AlphaGo, the board-game-playing AI built by Google’s DeepMind subsidiary, just got a huge update, making it smarter — and potentially creepier — than ever before. In a paper published in Nature, the company reveals that the newest version of the AI, called AlphaGo Zero, requires no human training in order to make itself better, and it’s now so good that it can demolish even the past versions of itself.
The company approached AlphaGo Zero development much differently than that of its predecessors. Rather than making the AI smarter based on known, human-developed strategies, the team instead pitted the software against itself, with no prior advanced training. As the AI beat itself over and over, it continually updated its own knowledge of the game, it got better and better.
The AI taught itself to play the game at a higher level than any human player, running on marathon sessions where it played against itself for several days at a time. After three full days of constant playtime, Zero was capable of crushing the version of AlphaGo that already bested the human world champion. In fact, the battle wasn’t even close, as Zero took 100 wins in a row and didn’t lose a single match.

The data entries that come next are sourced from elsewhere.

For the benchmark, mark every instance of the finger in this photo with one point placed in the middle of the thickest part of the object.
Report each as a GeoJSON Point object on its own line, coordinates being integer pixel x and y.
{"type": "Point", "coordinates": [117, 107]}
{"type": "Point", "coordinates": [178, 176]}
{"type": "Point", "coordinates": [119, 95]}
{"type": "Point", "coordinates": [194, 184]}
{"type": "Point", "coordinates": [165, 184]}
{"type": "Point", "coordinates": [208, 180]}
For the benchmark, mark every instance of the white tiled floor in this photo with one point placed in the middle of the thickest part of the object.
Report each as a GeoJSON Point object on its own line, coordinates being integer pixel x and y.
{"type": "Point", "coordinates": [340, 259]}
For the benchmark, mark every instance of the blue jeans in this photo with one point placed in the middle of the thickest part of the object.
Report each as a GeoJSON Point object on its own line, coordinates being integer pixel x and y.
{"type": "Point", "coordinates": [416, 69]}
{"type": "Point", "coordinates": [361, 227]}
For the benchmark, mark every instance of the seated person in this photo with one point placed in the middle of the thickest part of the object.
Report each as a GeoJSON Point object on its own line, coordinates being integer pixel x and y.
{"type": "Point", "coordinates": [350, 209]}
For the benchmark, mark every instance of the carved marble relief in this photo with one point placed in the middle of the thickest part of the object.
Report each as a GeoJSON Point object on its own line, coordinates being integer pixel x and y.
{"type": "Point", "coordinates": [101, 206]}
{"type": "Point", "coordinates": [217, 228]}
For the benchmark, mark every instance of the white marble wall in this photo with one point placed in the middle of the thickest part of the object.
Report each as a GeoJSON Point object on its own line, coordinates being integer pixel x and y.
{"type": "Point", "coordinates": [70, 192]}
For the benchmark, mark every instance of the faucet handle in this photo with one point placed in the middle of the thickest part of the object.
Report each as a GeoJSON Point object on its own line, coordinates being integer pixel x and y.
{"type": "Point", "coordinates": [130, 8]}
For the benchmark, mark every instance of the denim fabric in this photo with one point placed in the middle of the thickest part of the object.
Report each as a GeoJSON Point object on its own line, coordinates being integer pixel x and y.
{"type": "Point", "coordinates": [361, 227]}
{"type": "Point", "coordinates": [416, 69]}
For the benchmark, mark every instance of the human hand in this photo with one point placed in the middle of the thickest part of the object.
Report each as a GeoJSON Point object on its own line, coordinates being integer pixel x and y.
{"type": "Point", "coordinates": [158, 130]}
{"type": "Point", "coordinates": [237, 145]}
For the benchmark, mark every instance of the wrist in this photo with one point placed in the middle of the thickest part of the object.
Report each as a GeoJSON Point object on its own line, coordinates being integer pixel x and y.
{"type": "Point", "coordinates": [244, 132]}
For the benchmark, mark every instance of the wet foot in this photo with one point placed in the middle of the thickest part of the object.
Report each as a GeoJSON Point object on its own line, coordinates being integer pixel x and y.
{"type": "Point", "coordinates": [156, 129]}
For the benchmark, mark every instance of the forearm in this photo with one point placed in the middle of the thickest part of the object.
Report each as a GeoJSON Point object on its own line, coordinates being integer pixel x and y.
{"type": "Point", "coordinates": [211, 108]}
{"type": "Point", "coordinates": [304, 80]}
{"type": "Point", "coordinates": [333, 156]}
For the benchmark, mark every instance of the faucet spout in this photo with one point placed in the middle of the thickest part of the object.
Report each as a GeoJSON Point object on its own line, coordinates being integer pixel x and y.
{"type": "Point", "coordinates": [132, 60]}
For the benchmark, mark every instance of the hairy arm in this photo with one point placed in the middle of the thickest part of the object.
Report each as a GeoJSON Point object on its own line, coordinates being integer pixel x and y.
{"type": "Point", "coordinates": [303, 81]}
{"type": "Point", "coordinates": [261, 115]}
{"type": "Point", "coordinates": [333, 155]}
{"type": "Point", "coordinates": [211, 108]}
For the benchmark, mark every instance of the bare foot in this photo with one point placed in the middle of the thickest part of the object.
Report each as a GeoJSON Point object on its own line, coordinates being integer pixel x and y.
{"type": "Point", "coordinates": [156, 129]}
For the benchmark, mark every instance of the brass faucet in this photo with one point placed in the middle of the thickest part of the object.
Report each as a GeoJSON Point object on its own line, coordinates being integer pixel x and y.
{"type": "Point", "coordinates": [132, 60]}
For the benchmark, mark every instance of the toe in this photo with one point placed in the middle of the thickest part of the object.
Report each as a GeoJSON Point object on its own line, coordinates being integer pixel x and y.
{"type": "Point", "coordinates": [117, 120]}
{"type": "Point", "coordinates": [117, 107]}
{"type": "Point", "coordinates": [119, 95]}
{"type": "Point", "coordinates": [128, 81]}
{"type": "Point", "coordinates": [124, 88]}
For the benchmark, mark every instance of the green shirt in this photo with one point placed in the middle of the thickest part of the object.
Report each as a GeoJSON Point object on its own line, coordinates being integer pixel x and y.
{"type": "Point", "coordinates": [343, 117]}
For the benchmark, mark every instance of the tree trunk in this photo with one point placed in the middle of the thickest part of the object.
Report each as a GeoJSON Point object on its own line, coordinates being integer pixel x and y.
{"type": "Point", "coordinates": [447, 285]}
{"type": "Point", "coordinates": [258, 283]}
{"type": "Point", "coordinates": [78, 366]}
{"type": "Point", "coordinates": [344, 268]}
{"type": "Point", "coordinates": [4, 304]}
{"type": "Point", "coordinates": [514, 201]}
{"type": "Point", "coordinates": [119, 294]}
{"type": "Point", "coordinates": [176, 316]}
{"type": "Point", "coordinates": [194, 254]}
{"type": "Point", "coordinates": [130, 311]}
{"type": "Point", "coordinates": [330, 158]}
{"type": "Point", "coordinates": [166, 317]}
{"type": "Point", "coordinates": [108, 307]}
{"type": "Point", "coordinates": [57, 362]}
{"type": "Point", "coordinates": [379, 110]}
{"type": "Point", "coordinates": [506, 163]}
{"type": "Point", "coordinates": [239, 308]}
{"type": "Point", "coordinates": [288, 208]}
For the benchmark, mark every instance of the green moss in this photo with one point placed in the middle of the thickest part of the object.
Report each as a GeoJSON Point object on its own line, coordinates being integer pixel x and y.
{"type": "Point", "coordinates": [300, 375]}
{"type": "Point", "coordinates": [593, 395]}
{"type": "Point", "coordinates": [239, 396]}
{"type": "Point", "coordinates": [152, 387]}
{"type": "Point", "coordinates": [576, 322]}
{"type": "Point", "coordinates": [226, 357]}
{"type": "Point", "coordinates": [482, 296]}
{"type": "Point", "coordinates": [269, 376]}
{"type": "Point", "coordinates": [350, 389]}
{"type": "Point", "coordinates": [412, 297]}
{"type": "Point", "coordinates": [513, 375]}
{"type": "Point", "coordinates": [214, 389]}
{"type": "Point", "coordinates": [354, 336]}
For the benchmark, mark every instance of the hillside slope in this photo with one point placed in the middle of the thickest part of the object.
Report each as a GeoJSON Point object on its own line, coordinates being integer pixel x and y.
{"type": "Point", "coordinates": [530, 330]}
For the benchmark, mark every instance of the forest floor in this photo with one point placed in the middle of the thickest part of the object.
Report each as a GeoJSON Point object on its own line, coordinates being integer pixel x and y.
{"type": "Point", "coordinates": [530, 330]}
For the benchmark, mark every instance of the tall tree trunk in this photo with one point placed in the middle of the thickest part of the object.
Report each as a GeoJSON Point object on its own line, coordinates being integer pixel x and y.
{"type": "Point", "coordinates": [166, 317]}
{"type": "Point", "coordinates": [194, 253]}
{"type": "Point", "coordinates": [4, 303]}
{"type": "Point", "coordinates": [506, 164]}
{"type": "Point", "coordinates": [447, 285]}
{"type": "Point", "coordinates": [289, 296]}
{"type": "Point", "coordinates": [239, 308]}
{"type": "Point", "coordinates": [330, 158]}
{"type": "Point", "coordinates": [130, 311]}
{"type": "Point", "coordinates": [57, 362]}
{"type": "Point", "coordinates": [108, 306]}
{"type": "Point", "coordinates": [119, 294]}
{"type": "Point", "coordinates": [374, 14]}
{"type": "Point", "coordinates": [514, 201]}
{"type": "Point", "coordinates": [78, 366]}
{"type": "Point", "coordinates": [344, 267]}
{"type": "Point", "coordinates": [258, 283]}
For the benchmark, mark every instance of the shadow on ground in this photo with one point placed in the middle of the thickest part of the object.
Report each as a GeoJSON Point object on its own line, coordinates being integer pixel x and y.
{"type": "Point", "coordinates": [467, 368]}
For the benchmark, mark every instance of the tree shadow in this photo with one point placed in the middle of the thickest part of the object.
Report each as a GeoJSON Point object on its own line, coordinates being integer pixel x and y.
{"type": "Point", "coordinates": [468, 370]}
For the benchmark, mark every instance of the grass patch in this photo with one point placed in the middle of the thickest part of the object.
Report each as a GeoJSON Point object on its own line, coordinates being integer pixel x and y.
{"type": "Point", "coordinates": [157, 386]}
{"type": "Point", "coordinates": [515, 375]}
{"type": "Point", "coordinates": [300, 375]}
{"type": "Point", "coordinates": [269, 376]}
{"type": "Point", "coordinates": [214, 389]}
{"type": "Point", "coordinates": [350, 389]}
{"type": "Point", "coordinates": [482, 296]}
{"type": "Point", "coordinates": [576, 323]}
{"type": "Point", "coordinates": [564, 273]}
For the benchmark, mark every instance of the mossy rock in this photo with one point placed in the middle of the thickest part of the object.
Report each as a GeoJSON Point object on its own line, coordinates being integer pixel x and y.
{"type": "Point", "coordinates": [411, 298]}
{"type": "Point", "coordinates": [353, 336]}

“By not using human data — by not using human expertise in any fashion — we’ve actually removed the constraints of human knowledge,” AlphaGo Zero’s lead programmer, David Silver, explained during a press conference. “It’s therefore able to create knowledge itself from first principles.”
In short, by not trying to mimic the best human Go players, AlphaGo Zero actually eliminated any of the biases or oversights Go players are hampered by, thereby creating a more pure strategy. In fact, now that Zero has shown just how good it is, it might be able to act as a guide for players who want to up their own game to the level of the computer.